Comparisons Learning Snapshots

Visiting A Japanese Home
Yoshiko Elmer, El Paso ISD, Burges High School
Japanese, Course Level II, Novice

The purpose of this activity is for students to understand appropriate cultural practices for visiting a Japanese home and compare these practices with those of their own homes. First, students list what they already know about the topic and then they discuss their lists in small groups. The teacher shows and discusses authentic Japanese items such as the zabuton (mats to sit on) and furoshiki (gift-wrapping cloth). They watch a video that compares and contrasts Japanese and American visiting customs. After class discussion about the video, students prepare and perform skits about visiting a Japanese home, using authentic cultural items as props.

Mary El-Beheri, North East ISD, MacArthur High School
German, Course Level I, Novice

Students translate lists of German words (selected by the teacher because they are cognates ) into English. Then they make two sets of flashcards, one with the German words and the other with the English word. They may then use these cards for matching, memory, and “go fish” games.
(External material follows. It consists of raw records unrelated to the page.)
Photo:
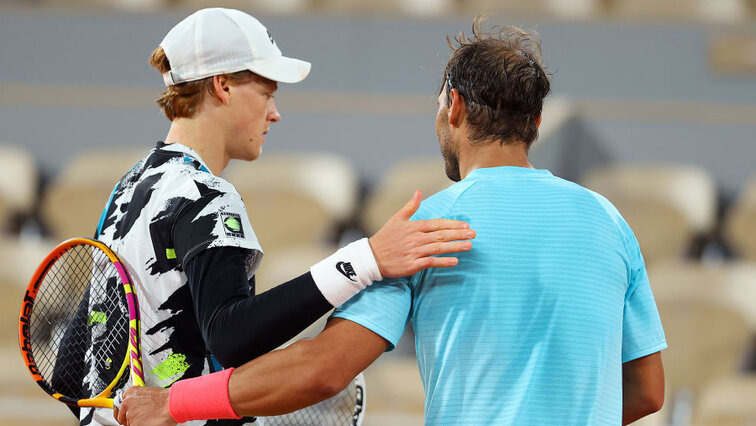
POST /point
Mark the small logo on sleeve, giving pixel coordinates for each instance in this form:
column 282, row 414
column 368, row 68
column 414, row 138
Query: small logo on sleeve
column 346, row 270
column 232, row 225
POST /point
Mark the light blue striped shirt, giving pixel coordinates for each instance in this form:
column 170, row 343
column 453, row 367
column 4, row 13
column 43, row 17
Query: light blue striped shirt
column 533, row 325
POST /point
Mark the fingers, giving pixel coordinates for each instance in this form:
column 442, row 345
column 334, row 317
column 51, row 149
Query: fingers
column 411, row 207
column 447, row 235
column 435, row 262
column 429, row 225
column 443, row 248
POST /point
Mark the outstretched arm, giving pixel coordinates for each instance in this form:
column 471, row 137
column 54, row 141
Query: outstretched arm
column 282, row 381
column 239, row 326
column 642, row 387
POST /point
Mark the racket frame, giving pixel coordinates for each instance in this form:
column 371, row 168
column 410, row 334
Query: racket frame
column 133, row 358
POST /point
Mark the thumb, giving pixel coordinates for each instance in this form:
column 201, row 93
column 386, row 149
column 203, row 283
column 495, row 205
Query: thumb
column 411, row 207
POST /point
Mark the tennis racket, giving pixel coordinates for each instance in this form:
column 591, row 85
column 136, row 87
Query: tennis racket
column 347, row 408
column 79, row 325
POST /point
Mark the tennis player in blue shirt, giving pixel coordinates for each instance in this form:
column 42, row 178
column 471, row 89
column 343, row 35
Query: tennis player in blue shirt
column 548, row 320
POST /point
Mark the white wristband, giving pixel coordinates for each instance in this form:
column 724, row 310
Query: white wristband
column 346, row 272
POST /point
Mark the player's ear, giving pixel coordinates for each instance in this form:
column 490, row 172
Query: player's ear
column 222, row 87
column 456, row 108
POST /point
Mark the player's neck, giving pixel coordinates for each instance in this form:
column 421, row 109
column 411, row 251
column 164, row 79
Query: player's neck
column 203, row 139
column 493, row 154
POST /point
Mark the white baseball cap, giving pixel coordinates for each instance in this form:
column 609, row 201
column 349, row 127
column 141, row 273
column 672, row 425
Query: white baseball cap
column 222, row 41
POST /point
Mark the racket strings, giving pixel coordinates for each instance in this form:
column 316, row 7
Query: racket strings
column 79, row 325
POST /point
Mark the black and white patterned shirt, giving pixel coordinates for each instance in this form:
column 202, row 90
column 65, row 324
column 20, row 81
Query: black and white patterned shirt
column 164, row 211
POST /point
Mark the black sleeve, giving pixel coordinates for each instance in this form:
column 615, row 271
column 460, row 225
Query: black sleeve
column 238, row 325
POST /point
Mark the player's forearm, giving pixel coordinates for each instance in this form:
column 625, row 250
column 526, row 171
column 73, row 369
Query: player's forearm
column 306, row 372
column 284, row 381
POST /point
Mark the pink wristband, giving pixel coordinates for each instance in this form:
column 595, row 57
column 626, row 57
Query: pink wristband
column 202, row 398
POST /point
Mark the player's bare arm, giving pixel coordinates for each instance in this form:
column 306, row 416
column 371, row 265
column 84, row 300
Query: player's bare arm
column 282, row 381
column 642, row 387
column 403, row 247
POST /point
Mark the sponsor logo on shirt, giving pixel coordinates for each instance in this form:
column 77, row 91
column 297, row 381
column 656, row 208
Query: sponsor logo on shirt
column 232, row 225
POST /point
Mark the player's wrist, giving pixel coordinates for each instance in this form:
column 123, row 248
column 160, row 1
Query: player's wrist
column 346, row 272
column 202, row 398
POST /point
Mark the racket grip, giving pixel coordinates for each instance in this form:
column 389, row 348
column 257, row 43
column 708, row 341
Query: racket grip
column 202, row 398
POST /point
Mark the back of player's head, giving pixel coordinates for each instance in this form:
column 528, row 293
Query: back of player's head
column 217, row 41
column 500, row 77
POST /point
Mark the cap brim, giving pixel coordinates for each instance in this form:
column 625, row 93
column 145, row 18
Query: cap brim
column 282, row 69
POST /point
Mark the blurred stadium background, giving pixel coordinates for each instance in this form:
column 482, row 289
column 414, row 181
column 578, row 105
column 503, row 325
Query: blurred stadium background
column 653, row 105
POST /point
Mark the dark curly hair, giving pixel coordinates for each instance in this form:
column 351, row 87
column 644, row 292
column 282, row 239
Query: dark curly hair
column 500, row 77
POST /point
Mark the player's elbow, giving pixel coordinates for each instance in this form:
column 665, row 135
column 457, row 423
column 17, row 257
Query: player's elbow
column 325, row 378
column 226, row 350
column 652, row 399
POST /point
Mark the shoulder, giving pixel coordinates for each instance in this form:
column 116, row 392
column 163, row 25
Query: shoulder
column 441, row 203
column 180, row 175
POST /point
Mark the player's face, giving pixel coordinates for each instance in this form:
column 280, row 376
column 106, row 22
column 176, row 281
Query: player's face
column 449, row 149
column 254, row 112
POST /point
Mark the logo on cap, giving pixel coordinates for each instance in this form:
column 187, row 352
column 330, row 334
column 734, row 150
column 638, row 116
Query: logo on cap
column 232, row 225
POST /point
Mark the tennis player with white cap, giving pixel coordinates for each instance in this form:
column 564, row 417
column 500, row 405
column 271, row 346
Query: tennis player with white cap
column 184, row 233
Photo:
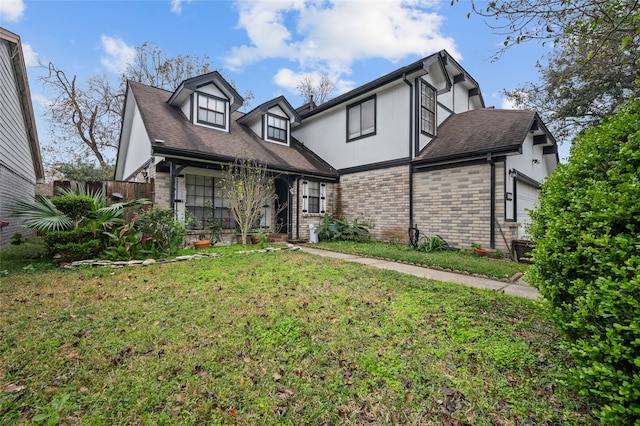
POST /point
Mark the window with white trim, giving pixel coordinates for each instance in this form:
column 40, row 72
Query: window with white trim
column 427, row 108
column 361, row 119
column 212, row 110
column 277, row 128
column 202, row 190
column 314, row 195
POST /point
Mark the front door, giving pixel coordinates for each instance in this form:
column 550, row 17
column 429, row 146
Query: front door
column 282, row 206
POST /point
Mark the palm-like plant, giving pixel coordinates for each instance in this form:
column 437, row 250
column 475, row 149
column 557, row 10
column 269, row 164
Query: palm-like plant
column 72, row 208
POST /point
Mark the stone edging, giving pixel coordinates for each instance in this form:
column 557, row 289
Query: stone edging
column 148, row 262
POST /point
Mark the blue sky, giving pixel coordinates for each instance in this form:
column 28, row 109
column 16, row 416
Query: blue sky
column 265, row 46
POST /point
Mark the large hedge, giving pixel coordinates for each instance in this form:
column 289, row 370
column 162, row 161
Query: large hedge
column 587, row 261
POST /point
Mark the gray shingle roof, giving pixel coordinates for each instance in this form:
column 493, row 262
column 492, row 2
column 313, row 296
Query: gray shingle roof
column 181, row 137
column 478, row 132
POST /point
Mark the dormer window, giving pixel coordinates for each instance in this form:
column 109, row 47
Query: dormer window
column 277, row 128
column 212, row 111
column 427, row 108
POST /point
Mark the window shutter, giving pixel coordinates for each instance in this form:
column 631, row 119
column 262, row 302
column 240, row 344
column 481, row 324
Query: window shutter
column 323, row 197
column 305, row 196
Beginning students enjoy the activity because it gives them confidence in the language, making them feel they know some German “right off the bat.”

Universal Themes in French Movies
Beth Llewellyn, Fort Worth ISD, Southwest High School
French, Course Level III, Intermediate/Advanced

Students view two films, La Gloire de Mon Père, and Le Château de Ma Mère, that depict family life in France in the first half of the twentieth century. They keep a daily viewing journal of reactions to the films that assist them in later writing three essays in French about good family memories, the loss of innocence and disappointment, and their description of family life. This activity elicits thoughtful, insightful work from students and allows them to analyze their own lives by contrasting it with those of the people in the films. It underscores universal human values of love and family across cultures.

Preamble Derivatives
Randy Thompson, North East ISD, Churchill High School
Latin, Course Level I, Novice

Students have copies of the Preamble of the United States Constitution. Using a dictionary, they identify and highlight all the words in the Preamble which are derived from Latin. Next, students try to rewrite the Preamble without any words in English that are derived from Latin.